From that day onwards, Bire became “Bire Dai” to the little kid. “From now on, your name is Saney,” declared a gleeful Bire.
When Bire left his village, he sold his little property and aspired to live lavishly in the city. Plus, something propelled his guts: a girl named Nanu, whom he had feelings for since childhood, also lived at a hostel in Pokhara. Nanu had no idea of Bire’s feelings for her, for he had never mustered enough courage to spill them out. He had jumped to the chaos of the city without any proper understanding of how things worked there. Once in the city, he didn’t bother searching for Nanu because he knew she would reject him. She was a studious girl! Why would she like someone like him?
At one point in his life, he’d considered going to the Gulf. But after hearing from people about their hardships, he didn’t even bother to get a passport. His fate had tossed him to Pokhara, a place of possibilities, where he was to toll and change his life.
Initially, he started working as a mason, but the contractor was brutal to him and refused to pay on time. There was no option other than tolerating the cruel contractor, so Bire kept working for months until he was offered to work as a goods loader at the shopping centre. The work was easy, but the money he earned barely covered his and Saney’s expenses. With great reluctance, he gave up the job.

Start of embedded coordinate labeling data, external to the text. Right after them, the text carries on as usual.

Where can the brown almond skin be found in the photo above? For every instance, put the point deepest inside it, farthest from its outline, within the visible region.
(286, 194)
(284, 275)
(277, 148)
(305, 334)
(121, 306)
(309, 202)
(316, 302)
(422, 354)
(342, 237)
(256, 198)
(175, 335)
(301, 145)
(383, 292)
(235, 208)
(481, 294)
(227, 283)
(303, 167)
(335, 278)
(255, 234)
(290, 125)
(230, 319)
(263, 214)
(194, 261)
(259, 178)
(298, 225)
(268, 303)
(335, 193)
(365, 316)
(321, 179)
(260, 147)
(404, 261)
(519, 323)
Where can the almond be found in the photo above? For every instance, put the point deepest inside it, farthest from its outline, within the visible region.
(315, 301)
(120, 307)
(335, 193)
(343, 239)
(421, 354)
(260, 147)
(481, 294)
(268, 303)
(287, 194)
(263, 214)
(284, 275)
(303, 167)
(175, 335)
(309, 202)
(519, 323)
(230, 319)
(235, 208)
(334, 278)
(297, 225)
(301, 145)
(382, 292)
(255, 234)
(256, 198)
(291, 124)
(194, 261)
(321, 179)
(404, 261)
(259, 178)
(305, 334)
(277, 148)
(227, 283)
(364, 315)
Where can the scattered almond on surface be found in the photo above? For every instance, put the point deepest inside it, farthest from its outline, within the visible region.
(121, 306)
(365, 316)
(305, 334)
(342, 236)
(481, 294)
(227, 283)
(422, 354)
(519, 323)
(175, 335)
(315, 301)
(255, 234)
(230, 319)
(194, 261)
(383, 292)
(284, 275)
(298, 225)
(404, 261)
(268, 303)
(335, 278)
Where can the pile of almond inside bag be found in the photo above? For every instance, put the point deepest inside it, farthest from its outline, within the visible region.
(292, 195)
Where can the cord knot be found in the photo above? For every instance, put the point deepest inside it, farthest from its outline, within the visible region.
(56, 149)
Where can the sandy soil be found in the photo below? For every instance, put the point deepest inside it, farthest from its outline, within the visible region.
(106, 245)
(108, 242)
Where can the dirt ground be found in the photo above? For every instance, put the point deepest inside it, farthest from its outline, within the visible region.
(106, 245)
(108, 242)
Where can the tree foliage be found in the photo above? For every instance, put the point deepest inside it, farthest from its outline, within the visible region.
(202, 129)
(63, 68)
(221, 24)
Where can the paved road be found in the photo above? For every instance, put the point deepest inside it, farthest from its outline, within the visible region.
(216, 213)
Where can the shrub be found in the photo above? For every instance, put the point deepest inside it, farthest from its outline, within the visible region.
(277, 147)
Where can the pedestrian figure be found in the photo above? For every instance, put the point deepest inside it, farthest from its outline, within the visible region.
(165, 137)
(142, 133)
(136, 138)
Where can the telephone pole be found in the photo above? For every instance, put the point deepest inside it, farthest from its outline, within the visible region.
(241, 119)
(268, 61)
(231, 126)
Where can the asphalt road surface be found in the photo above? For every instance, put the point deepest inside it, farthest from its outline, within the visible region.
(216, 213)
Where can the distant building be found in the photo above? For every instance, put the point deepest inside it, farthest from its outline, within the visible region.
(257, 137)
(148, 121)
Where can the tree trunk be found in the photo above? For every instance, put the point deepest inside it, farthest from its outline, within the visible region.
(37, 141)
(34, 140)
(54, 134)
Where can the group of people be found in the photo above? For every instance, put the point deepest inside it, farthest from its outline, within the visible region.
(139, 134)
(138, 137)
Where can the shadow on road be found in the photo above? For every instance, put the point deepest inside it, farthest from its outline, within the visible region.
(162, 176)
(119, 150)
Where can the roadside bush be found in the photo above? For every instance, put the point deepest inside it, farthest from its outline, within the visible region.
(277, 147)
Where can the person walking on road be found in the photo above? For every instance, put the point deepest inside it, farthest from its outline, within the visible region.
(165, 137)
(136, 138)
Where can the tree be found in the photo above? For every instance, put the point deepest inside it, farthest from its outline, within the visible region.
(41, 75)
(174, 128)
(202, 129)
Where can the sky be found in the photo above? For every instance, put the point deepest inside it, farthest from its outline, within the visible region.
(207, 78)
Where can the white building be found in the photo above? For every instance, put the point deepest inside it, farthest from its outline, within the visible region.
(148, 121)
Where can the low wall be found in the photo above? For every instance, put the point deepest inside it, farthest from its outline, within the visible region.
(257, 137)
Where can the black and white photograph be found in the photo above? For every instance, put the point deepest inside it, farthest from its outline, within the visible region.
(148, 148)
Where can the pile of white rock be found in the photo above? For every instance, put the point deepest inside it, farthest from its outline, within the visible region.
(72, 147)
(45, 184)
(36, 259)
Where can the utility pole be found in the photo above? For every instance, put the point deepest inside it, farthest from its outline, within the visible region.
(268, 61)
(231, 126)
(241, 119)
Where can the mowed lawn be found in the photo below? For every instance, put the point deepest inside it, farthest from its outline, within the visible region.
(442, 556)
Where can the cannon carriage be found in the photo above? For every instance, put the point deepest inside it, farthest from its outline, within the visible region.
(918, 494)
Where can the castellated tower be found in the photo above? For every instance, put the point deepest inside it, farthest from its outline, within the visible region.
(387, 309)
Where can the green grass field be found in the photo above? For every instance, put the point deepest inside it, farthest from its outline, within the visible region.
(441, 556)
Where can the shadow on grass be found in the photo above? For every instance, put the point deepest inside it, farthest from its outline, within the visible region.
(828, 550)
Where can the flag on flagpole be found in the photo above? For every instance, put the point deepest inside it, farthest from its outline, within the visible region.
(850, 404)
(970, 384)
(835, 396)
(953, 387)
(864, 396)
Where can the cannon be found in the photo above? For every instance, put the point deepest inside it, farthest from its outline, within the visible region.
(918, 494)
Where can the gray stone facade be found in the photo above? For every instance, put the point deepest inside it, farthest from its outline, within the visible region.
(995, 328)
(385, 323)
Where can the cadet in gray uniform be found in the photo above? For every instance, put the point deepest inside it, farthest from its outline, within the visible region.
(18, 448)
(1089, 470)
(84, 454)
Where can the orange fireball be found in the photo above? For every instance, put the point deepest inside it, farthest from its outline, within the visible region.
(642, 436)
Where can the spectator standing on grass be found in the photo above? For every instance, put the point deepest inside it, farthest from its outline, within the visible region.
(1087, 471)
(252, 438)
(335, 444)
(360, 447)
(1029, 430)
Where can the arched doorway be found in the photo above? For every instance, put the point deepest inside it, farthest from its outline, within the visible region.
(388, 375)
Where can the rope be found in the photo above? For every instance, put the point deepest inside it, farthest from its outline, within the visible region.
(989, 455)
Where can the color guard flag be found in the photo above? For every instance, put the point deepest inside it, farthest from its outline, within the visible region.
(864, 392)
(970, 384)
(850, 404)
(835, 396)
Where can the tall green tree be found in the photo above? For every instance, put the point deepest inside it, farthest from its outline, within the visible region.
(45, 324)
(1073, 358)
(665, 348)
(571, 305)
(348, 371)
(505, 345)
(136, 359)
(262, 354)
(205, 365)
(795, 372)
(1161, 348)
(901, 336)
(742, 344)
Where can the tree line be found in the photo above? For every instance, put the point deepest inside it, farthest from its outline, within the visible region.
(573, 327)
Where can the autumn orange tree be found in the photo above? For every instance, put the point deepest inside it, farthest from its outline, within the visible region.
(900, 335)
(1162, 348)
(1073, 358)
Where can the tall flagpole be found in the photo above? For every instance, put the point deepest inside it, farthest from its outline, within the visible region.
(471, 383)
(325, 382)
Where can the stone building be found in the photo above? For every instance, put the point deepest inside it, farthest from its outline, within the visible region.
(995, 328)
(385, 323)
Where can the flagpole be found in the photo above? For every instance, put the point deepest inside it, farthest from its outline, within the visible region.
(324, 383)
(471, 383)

One evening, an officer who’d known Bire from his construction work days nudged him at the market and asked if he could paint the house walls. He mulled this over for a moment and decided to do it. Though it was not an area of his expertise, he couldn’t let go of this golden opportunity. Over the months, he found himself inclined to painting. But the problem was that demand for painters was high only during festival seasons.
When he wasn’t occupied with his painting chores, he would go fishing at Fewa Lake. Saney, who had grown bigger, would cling to Bire’s waist when Bire announced he was going fishing. Saney never liked going to school. He always said, “School doesn’t pay us money. So why should I go and pay them instead?” Bire laughed at Saney’s logic.
How these two lived together without digging into each other’s past showed their love for each other. A question or simple revelation might ruin everything, and both were aware of this. It didn’t matter that they were not connected by blood. What mattered to them was the warmth of the bonding they shared.
After they met, it was as if two missing parts of a puzzle had been sorted into something meaningful. The past year had been hard on them as Bire didn’t get much work. But with Saney grown already, Bire was hopeful that their brotherhood would yield them prosperous times in the future. They had no idea what the future held for them, but they knew that when one stumbled, the other would put in all the effort to prevent his partner from falling.